Vivre avec l’autisme de Kanner à l’âge adulte : le combat silencieux de Clara, suivie au Vinatier

À Lyon, la santé mentale gagne en visibilité, mais certaines réalités restent dans l’ombre. Parmi elles, celle des adultes atteints de troubles du spectre de l’autisme sévères, encore largement méconnus. Clara*, 24 ans, salariée au Mama Shelter à Lyon, est atteinte de l’autisme de Kanner, une forme sévère du trouble.

Le Vinatier, hôpital psychiatrique fondé en 1876 dans la ville de Bron. (© Hugo VILLARD)

Diagnostiquée à l’âge de trois ans, Clara a grandi avec un handicap invisible mais omniprésent. D’après Carole, sa mère, elle ne regardait pas dans les yeux, ne souriait pas en réponse aux sollicitations et n’utilisait pas le langage pour communiquer avec les autres. Comme beaucoup d’enfants atteints d’autisme infantile, elle présentait des comportements répétitifs et stéréotypés, ainsi que des troubles du sommeil et de l’alimentation. Aujourd’hui, à l’âge adulte, ces difficultés ne disparaissent pas, elles se transforment.

Un trouble invisible, une souffrance bien réelle

Clara souffre toujours de graves troubles des interactions sociales et d’une timidité extrême, qui rendent chaque échange difficile, voire angoissant pour elle : « Parler à quelqu’un, c’est comme courir un marathon sans entraînement pour moi, rien que là, répondre à une interview, c’est un enfer », confie-t-elle. Au quotidien, la jeune femme est confrontée à des difficultés dans des situations qui peuvent sembler banales.

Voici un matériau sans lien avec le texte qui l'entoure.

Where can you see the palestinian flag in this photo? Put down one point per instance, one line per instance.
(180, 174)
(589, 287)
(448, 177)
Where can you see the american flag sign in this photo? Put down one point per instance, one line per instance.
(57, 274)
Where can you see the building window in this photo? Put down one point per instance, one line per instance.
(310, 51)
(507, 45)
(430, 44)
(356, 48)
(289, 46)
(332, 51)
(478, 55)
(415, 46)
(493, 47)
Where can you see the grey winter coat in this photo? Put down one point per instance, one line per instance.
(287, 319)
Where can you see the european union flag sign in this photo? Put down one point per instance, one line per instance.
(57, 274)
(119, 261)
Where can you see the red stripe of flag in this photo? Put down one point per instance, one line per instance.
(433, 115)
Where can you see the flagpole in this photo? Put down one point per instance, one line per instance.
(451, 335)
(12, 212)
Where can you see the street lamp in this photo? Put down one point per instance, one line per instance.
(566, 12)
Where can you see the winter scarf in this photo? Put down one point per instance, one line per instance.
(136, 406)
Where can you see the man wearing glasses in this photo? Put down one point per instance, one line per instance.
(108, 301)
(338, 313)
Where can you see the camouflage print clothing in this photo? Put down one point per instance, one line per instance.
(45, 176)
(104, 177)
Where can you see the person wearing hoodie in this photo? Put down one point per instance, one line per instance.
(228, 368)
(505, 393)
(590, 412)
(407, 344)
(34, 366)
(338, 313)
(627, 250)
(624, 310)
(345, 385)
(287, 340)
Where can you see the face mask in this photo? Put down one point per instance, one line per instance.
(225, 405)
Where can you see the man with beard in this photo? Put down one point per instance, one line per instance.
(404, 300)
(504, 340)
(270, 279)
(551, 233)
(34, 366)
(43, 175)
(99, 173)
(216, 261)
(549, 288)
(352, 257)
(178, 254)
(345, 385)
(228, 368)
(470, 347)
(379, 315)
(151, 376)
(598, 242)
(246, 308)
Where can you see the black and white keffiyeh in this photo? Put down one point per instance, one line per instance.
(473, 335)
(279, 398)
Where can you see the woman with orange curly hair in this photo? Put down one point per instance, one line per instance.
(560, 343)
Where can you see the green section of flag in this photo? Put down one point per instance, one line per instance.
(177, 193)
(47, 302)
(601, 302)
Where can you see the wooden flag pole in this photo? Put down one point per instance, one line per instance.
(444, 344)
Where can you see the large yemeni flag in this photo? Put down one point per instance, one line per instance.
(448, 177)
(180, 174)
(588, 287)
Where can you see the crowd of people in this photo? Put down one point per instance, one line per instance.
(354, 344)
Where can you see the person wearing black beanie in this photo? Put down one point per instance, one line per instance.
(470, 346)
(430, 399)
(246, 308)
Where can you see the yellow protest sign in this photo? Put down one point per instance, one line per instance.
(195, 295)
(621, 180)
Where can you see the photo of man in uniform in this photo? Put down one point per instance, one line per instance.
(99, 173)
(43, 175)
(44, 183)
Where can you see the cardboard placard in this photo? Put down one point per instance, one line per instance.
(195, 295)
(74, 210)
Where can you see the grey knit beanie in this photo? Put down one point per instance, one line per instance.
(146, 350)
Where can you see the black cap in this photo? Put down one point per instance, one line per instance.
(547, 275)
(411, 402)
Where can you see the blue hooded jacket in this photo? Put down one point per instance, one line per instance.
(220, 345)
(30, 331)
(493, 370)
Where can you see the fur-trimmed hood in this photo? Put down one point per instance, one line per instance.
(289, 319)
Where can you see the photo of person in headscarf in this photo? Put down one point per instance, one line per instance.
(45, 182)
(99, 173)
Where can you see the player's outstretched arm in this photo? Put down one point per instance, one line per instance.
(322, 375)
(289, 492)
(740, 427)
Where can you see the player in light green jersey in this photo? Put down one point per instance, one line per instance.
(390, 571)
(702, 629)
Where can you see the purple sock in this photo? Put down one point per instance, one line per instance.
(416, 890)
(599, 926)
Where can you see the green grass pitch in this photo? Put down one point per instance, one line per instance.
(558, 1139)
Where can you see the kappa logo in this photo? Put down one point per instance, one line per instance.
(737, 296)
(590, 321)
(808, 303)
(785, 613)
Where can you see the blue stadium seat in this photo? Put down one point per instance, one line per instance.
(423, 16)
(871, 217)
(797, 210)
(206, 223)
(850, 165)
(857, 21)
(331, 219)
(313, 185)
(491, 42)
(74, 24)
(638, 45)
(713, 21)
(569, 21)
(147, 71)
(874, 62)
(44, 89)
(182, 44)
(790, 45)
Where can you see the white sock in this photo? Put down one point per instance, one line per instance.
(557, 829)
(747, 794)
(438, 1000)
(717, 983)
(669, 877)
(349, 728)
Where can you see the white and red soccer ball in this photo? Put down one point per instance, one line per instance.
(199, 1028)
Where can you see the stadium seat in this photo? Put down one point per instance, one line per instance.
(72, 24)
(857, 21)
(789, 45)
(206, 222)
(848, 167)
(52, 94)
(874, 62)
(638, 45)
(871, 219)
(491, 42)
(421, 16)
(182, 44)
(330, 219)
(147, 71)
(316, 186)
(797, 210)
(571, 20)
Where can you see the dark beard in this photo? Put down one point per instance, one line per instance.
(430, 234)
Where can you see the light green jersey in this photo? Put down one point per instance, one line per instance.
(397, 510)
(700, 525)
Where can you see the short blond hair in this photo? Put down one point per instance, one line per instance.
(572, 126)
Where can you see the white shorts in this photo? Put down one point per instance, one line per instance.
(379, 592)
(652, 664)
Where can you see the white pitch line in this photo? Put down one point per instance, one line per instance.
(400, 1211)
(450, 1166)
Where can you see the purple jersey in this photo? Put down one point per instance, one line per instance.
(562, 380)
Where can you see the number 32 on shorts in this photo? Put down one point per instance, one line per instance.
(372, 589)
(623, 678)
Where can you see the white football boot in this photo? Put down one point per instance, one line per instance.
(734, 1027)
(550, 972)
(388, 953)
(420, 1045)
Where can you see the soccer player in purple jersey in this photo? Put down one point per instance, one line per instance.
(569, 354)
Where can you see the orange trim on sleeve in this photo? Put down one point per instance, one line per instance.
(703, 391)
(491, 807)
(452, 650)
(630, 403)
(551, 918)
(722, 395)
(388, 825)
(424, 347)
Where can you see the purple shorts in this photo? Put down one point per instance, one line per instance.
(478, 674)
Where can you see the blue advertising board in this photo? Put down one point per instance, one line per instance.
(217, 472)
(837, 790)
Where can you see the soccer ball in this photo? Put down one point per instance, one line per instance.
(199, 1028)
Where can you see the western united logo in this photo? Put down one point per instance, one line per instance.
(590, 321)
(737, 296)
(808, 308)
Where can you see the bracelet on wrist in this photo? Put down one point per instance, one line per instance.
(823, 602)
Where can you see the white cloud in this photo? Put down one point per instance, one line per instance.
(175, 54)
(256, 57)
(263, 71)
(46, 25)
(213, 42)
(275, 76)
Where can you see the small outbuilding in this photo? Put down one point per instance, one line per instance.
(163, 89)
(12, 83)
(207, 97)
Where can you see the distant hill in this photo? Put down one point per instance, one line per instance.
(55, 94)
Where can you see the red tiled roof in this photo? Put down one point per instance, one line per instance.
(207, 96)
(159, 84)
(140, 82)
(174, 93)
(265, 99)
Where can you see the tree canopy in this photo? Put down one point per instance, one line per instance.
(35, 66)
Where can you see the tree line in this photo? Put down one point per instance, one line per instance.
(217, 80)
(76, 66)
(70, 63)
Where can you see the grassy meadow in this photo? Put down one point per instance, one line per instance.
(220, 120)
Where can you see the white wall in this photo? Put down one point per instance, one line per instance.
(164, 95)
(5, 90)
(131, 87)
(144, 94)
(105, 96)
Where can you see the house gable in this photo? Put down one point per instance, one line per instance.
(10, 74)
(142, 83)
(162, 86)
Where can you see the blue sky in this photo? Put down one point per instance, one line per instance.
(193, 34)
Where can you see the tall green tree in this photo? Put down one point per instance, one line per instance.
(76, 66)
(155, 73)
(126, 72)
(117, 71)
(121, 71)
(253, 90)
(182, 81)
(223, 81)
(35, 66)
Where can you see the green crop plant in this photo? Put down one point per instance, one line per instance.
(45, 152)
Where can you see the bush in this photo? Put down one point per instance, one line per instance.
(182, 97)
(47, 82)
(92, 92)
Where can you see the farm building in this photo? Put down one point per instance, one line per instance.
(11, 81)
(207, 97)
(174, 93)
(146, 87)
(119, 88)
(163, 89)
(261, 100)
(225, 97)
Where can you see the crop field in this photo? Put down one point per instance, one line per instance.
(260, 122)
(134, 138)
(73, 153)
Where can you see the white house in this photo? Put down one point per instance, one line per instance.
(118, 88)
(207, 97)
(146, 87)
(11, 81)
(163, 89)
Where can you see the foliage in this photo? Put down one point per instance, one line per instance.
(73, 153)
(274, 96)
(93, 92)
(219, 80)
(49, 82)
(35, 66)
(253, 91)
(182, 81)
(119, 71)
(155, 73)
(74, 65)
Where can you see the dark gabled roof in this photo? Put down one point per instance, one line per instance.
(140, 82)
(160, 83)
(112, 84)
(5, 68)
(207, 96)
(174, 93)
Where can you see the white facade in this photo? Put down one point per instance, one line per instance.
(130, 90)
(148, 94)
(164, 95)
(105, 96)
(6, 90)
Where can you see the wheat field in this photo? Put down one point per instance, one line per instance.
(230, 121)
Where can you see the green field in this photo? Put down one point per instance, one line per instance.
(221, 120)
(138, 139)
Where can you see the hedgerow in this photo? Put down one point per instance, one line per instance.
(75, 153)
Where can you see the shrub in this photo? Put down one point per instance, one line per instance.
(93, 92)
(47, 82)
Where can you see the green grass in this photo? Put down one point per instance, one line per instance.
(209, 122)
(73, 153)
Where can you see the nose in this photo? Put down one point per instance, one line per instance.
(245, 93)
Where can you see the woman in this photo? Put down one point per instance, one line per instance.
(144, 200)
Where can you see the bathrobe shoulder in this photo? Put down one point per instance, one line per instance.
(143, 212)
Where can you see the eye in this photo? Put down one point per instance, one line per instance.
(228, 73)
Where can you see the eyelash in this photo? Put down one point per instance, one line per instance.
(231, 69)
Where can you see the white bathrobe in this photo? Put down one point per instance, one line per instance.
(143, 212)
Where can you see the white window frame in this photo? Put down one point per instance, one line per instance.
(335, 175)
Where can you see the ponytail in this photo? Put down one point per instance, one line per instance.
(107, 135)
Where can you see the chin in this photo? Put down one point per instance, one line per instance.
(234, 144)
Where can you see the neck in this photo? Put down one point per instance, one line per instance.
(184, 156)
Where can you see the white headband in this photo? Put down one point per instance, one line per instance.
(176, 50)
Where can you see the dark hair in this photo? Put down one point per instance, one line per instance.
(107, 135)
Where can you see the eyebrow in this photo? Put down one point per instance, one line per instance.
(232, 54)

Sa mère explique : « Depuis l’enfance, ma fille éprouve des difficultés à monter, et surtout à descendre les escaliers. Sa maladie complique le moindre geste, même ceux qui paraissent anodins. »

Au fil des années, le regard des autres et les échecs professionnels ont contribué à installer un sentiment de dévalorisation et une perte de confiance majeure. À plusieurs reprises, cette souffrance psychique l’a conduite à des tentatives de suicide, survenues directement au Vinatier mais également sur son lieu de travail, dans des contextes de surcharge émotionnelle et de pression sociale. Un constat alarmant, mais malheureusement fréquent chez les personnes autistes adultes, encore trop peu accompagnées.

L’aile du Vinatier qui s’occupe principalement des tentatives de suicide. (© Hugo VILLARD)

«Ici au Vinatier, je me sens en sécurité. On comprend que mon fonctionnement est différent, pas défectueux. On m’aide à avancer à mon rythme, sans me forcer », Clara

Depuis septembre 2025, Clara est suivie au Centre Hospitalier Le Vinatier, à Bron, dans une unité spécialisée en santé mentale et psychique des adultes. L’objectif : proposer un accompagnement global, à la fois thérapeutique, médical et social.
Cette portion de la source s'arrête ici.